Rust for data in 15 minutes

We've covered a lot of ground so far and seen many concepts.

It might be quite overwhelming to keep all of that in mind so here's the executive summary, Rust in 15 minutes.

This will be maintained and updated constantly.

Why Rust for data engineering?

Why even bother, Python does the job right? Well here are a few arguments:

  • Rust allows you to build code that is very fast
  • It's type system and data structures allow for extremely efficient and safe code.
  • The compiler and package manager Rust comes bundled with are almost everything you need to get started and get very far.
  • It will simplify much of the downstream operations (no more complicated pip/pipenv Docker gymnastics)
  • Most of the errors that will wake you up at night if you were to use Python, happen at compile time in Rust and are caught early. You catch the bugs, not your users.
  • Frankly, the Rust language is not that different from writing Python, if of course you follow some sane practices and not overdo things - this requires some experience.

Data & Functions

Working with data, at it's essence, involves fetching, processing and storing data in some form or the other. The Rust programming language stays very close to this spirit, most of the stuff is just data (algebraic types) and functions. No need to mess around with objects, garbage collection or heaven forbid: the GIL.

Furthermore, the data models and dependencies are defined and specified in code which eliminates much of the guessing, testing and validation work. If the code compiles, you know that the data will be handled correctly according to the instructions in the code.

Data modelling

You can use Rust's built in types to model data. Here's a simple example:

enum AnimalType {
	Dog,
	Cat,
	Bird,
}

struct Animal {
	animal_type: AnimalType,
	name: String,
	age: i32,
}

fn main() {
	let animal = Animal {
		animal_type: AnimalType::Dog,
		name: String::from("Buddy"),
		age: 3,
	};

	println!("{} is {} years old.", animal.name, animal.age);
}

The code above doesn't require any tests or further checking. We know anyone using our Animal struct will have guarantees like the name being a String, the age being a number and the animal type will be one of the possible types (Dog, Cat, Bird). We don't need to write tests for this.

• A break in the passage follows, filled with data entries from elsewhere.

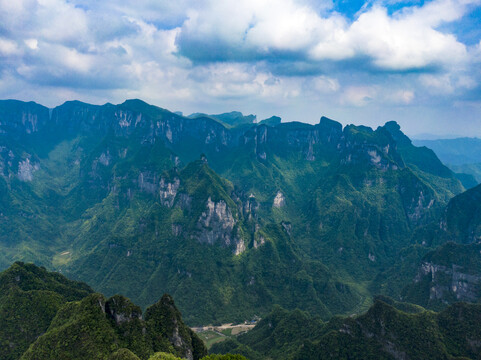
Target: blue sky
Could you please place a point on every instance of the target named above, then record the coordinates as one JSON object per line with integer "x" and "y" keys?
{"x": 416, "y": 62}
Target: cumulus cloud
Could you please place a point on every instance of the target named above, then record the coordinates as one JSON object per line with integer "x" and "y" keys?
{"x": 271, "y": 54}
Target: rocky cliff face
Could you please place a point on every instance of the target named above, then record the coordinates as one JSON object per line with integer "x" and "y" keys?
{"x": 446, "y": 275}
{"x": 217, "y": 224}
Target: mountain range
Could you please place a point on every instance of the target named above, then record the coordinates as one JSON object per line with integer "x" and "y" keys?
{"x": 231, "y": 216}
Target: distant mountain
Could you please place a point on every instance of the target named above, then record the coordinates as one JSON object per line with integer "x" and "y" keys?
{"x": 462, "y": 155}
{"x": 229, "y": 219}
{"x": 448, "y": 273}
{"x": 457, "y": 151}
{"x": 383, "y": 332}
{"x": 231, "y": 119}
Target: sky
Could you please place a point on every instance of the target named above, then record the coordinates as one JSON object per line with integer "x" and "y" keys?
{"x": 358, "y": 62}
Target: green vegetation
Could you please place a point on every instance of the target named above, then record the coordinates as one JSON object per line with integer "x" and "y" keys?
{"x": 229, "y": 216}
{"x": 383, "y": 332}
{"x": 43, "y": 315}
{"x": 29, "y": 299}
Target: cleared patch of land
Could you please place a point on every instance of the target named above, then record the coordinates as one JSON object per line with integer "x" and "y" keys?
{"x": 213, "y": 334}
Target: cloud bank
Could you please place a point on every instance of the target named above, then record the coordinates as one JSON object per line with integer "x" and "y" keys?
{"x": 401, "y": 60}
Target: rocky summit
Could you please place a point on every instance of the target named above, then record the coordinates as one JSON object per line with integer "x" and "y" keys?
{"x": 229, "y": 216}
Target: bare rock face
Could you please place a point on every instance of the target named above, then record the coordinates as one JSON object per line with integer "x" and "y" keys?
{"x": 26, "y": 170}
{"x": 279, "y": 200}
{"x": 165, "y": 321}
{"x": 217, "y": 224}
{"x": 168, "y": 191}
{"x": 449, "y": 283}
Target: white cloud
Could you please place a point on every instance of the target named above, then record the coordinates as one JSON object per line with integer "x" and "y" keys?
{"x": 263, "y": 53}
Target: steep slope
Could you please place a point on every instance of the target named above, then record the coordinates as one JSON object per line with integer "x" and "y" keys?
{"x": 29, "y": 299}
{"x": 448, "y": 274}
{"x": 95, "y": 327}
{"x": 383, "y": 332}
{"x": 195, "y": 244}
{"x": 117, "y": 197}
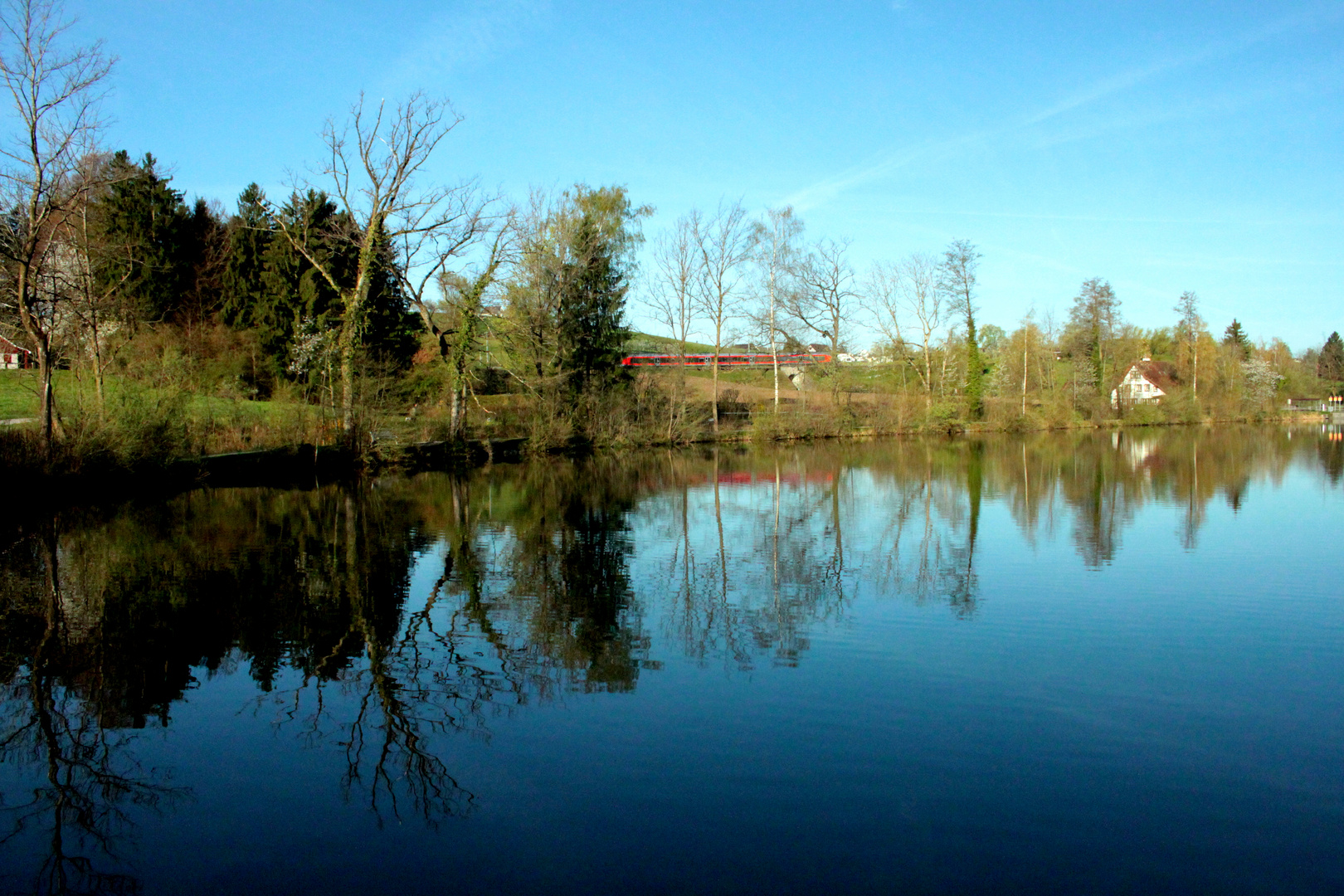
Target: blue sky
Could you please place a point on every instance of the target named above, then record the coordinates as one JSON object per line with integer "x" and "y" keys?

Now imagine the same code but in Python and think of all the places it could go wrong. Here's the annotated code without dynamic types:

class AnimalType:
	DOG = 'dog'
	CAT = 'cat'
	BIRD = 'bird'

class Animal:
	def __init__(self, animal_type, name, age):
		self.animal_type = animal_type
		self.name = name
		self.age = age
		
animal = Animal(AnimalType.DOG, 'Buddy', 3)
animal_2 = Animal("Potato", None, "lol") 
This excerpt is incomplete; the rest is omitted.